Ibrahim Moujahid, a member of the Authenticity and Modernity Party, was elected as the regional council's first president on 14 September 2015. Mohamed Derdouri was appointed governor (wali) of the region on 13 October 2015.

Subdivisions

Béni Mellal-Khénifra comprises five provinces:
 Azilal Province
 Béni Mellal Province
 Fquih Ben Salah Province
 Khénifra Province
 Khouribga Province

Economy
Agriculture is the backbone of the region's economy. Major crops include cereals, beetroot, olives, citrus fruits and pomegranates; the production of milk and meat is also substantial.
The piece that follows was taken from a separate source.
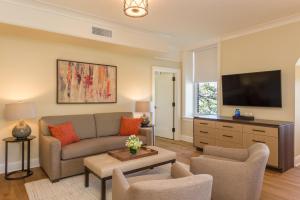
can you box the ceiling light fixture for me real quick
[124,0,148,18]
The Ouled Abdoun Basin near Khouribga holds 44% of Morocco's phosphate reserves.

Infrastructure
The Berrechid–Beni Mellal expressway connects the region with the rest of the national expressway network, passing through the cities of Beni Mellal, Oued Zem and Khouribga as it heads northwest to Berrechid just south of Casablanca. National Route 8 is another important highway, connecting Beni Mellal and Khenifra with Marrakesh in the southeast and Fez in the northwest. Beni Mellal Airport is served by Royal Air Maroc, and there is a rail line with passenger service that runs between Oued Zem, Khouribga and Casablanca.